We are told that the word “pattern” here “comes from hupotuposis which signifies to draw or sketch a first draught of a thing, as painters do when they begin a picture” (Macknight on the Epistles, p. 472). The importance of a pattern dares not be overlooked. The holy things which were in the tabernacle; yea, even the structure of the building itself, was to be crafted carefully “according to the pattern which was shown thee in the mount” (Ex. 25:40). To Moses’ credit he followed the Lord’s pattern just as it is written of Noah: “Thus did Noah, according to all that God commanded him, so did he” (Gen. 6:22).

More important than the tabernacle (which was just a type or shadow of the church), is it that the church should likewise be built according to the pattern determined by God. As seen in 1 Corinthians 3:10f, Paul, according to grace given him, was a wise master builder who laid in Corinth the only true foundation which could be laid, Jesus Christ. Paul did not draw or design the church: that had been done by God before the world was. He simply took the design the Holy Spirit revealed to him and built according to that revelation. In so doing, he practiced what he taught Timothy to follow.
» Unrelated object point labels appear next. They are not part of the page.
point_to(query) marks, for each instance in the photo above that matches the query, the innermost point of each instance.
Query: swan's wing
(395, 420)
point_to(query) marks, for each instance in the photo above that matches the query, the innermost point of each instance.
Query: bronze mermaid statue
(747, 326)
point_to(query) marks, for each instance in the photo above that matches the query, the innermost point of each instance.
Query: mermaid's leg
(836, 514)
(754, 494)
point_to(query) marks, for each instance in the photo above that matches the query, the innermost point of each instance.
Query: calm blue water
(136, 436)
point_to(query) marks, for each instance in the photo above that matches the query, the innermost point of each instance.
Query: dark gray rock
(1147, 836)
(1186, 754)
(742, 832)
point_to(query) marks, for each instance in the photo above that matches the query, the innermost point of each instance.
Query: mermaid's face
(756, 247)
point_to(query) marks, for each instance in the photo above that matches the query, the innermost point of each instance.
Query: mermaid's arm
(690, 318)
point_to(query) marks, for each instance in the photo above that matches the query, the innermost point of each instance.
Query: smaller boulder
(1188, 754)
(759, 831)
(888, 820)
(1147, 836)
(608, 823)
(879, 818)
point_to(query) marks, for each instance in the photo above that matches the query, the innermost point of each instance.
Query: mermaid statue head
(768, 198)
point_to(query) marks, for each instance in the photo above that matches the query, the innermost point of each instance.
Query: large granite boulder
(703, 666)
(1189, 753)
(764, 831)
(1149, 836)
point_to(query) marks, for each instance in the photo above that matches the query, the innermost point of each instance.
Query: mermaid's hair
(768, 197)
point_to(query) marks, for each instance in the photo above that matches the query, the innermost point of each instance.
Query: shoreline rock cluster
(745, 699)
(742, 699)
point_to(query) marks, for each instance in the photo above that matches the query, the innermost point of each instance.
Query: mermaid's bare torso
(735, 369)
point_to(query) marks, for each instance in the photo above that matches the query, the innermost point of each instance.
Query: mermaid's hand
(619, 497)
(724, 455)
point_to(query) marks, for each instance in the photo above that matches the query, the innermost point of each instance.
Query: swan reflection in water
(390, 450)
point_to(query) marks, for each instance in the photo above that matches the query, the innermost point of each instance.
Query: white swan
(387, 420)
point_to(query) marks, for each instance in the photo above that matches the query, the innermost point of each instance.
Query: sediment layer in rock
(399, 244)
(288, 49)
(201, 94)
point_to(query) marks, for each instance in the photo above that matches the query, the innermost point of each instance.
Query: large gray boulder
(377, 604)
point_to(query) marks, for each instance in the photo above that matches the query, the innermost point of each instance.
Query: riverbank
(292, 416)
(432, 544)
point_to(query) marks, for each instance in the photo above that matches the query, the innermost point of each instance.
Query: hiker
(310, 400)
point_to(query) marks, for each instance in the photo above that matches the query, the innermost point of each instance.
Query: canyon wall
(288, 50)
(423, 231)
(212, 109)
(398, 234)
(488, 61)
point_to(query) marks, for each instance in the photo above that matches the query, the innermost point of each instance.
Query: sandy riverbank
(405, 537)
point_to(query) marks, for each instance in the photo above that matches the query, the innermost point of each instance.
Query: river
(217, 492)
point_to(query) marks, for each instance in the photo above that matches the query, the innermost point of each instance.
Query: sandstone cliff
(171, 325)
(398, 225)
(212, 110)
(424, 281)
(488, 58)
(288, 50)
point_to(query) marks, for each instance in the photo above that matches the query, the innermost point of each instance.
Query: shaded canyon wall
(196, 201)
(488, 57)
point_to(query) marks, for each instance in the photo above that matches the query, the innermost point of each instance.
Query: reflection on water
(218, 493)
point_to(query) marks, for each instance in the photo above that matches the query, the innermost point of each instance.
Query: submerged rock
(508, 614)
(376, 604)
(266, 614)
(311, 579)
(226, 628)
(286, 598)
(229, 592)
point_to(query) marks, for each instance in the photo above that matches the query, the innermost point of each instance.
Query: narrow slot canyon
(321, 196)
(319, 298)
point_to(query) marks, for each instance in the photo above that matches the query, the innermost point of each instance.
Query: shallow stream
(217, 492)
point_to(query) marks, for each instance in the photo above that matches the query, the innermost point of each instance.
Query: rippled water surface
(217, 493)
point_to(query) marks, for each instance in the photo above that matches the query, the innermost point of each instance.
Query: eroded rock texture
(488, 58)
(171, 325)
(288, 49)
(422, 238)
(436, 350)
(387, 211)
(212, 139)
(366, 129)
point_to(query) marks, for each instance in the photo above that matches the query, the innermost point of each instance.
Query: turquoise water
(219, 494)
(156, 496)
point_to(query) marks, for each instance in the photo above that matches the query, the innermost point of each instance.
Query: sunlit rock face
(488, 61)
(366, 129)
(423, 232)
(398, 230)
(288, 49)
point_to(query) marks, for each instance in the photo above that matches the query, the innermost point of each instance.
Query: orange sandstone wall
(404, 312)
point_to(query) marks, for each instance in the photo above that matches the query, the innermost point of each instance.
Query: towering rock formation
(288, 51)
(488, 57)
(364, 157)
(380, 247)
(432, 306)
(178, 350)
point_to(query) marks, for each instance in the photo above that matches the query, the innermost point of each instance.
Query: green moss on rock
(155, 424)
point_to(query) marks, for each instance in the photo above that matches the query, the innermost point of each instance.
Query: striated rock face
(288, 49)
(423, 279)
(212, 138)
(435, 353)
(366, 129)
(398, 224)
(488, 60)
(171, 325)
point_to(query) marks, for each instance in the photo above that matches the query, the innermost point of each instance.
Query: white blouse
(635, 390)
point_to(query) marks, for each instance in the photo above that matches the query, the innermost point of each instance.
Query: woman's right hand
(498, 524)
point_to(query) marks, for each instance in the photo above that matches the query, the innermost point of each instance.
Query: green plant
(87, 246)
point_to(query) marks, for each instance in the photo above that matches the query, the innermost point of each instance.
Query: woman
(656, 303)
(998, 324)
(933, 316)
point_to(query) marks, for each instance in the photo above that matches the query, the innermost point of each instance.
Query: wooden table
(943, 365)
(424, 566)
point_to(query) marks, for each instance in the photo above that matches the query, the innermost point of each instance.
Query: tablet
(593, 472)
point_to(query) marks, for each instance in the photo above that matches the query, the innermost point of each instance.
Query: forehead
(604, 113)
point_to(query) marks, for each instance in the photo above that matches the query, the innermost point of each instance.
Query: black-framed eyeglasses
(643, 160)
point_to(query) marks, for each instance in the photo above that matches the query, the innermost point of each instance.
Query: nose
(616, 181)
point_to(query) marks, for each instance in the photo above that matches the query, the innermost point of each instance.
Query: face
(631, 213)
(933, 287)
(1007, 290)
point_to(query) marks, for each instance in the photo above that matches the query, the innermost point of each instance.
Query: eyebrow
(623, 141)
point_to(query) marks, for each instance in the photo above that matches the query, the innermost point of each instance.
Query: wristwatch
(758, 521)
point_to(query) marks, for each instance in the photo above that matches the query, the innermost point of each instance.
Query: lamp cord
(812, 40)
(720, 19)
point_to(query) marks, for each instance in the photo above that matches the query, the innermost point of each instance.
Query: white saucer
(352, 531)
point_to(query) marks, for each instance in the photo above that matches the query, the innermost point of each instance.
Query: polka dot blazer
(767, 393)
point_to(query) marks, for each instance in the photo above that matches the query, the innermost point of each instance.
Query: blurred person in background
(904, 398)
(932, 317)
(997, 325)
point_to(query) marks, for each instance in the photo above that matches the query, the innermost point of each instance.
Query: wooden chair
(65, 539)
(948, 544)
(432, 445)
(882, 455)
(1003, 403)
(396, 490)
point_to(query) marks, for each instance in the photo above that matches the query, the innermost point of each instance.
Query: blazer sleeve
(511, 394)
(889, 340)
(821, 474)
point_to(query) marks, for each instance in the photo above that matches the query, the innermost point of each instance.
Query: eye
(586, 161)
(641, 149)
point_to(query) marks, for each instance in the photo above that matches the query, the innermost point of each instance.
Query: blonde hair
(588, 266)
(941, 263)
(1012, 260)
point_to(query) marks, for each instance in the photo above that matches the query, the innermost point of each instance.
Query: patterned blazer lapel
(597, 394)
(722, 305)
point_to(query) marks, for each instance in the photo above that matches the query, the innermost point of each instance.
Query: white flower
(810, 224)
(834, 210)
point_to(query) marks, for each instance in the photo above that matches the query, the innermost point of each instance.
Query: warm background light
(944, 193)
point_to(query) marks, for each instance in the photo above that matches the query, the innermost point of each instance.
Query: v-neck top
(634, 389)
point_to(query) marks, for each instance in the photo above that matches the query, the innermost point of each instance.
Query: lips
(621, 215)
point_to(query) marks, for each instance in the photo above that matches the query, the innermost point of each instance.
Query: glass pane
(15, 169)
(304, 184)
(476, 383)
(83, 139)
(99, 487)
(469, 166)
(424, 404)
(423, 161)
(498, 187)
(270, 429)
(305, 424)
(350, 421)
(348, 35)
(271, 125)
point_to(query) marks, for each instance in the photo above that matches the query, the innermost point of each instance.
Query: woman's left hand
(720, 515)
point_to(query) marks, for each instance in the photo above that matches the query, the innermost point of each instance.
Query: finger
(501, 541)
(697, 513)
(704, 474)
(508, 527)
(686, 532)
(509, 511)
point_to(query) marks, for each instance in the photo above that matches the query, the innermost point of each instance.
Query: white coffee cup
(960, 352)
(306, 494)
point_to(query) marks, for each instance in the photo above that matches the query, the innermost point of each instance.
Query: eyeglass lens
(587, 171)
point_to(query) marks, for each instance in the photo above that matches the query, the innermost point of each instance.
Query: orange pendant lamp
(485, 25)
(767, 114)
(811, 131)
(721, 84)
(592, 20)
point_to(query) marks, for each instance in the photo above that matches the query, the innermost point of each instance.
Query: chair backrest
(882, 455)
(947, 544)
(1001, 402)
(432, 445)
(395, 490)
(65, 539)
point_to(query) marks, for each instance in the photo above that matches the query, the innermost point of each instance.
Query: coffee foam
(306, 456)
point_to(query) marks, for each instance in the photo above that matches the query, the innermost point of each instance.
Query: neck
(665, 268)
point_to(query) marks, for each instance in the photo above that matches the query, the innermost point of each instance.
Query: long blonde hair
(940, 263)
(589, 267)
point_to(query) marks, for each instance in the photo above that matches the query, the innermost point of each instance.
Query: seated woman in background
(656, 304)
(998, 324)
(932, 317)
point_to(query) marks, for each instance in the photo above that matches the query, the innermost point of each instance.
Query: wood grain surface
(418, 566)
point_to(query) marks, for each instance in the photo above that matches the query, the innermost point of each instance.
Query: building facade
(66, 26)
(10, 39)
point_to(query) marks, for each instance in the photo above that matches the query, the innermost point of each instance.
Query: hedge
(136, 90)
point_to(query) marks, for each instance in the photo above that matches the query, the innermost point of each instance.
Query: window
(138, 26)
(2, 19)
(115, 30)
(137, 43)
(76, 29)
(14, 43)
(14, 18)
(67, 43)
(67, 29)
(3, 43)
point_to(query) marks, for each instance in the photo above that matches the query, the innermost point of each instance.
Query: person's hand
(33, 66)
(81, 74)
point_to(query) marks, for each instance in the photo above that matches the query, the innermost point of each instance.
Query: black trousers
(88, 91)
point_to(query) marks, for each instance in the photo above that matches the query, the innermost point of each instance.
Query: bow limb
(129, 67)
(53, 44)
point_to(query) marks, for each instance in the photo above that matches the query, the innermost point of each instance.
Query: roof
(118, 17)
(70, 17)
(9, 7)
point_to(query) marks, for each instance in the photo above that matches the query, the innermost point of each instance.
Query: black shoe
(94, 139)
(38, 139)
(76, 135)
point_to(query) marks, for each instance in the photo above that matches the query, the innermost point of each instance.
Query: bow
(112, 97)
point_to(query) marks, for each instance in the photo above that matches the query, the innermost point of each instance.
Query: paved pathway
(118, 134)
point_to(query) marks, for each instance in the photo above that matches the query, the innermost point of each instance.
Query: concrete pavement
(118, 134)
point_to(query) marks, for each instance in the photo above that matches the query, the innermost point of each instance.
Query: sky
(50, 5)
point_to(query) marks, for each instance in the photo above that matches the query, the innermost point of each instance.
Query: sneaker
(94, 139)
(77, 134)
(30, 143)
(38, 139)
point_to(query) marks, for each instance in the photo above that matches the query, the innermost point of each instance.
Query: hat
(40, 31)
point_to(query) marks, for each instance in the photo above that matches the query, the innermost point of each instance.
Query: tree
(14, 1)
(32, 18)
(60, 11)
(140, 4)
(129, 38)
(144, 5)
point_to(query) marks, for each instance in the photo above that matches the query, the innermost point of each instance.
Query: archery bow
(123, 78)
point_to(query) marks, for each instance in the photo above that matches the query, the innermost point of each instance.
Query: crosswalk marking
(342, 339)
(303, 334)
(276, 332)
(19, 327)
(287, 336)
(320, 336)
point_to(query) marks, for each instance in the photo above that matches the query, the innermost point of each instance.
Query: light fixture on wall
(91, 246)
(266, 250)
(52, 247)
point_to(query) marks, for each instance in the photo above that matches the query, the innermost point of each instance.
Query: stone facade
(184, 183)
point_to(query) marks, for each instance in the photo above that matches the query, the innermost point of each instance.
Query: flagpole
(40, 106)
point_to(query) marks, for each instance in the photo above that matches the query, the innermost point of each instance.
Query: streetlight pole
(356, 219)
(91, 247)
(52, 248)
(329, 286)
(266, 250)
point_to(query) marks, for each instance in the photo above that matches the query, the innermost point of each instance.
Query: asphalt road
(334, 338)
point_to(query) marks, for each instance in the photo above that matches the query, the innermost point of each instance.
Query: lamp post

The pattern of “sound” words begins with one careful to teach the unadulterated gospel. This necessarily requires that one teach sound words about what one must do to be saved. To those who are pricked in their hearts, seeking to know what they must do to be saved, Peter’s words on Pentecost compose the pattern: “Repent ye therefore and be baptized every one of you in the name of Jesus Christ unto the remission of your sins” (Acts 2:38). To tell inquiring sinners that baptism is not important and that all one must do to be saved is “just believe” perverts the pattern of sound words and while admittedly the Philippian jailor who asked, “Sirs, what must I do to be saved?” was told, “Believe on the Lord Jesus Christ and thou shalt be saved,” it is undeniably true that “believe only and you will be saved” is NOT WHAT the jailor was told (Acts 16:30f). The text shows that the jailor had not believed until he had both repented and been baptized (Acts 16:32-34).

The pattern of sound words requires that one who respects the church will never say that the church is unimportant; that one could be saved outside it as well as in it. The fact that the “Lord added to the church daily those that were saved” and that Jesus is the “savior of the body” shows such a notion to be false (Acts 2:47; Eph. 5:23).

Long ago brethren urged, “Let us speak where the Bible speaks and let us be silent where it is silent. Let us call Bible things by Bible names, and do Bible things in Bible ways.” This is still a worthy appeal and it is based upon Bible precepts. “God’s divine power hath granted unto us all things that pertain to life and godliness” (2 Pet. 1:3). “Every scripture is inspired of God and is profitably for doctrine, for reproof, for correction, for instructions which is in righteousness; that the man of God may be perfect, furnished completely unto every good work” (2 Tim. 3:17f). Peter wrote, “If any man speak, speaking as it were oracles of God” (1 Pet. 4:11).

It is significant that following his charge that Timothy hold the pattern of sound words Paul added, “That good thing which was committed unto thee guard through the Holy Spirit which dwelleth in us” (2 Tim. 1:14). Let the gospel which God has committed to us, be guarded as closely as that which we have committed to God (our soul) is guarded. There is no doubt God securely guards what we commit to him. Let us not be careless to guard through sound words, that which He has committed to us!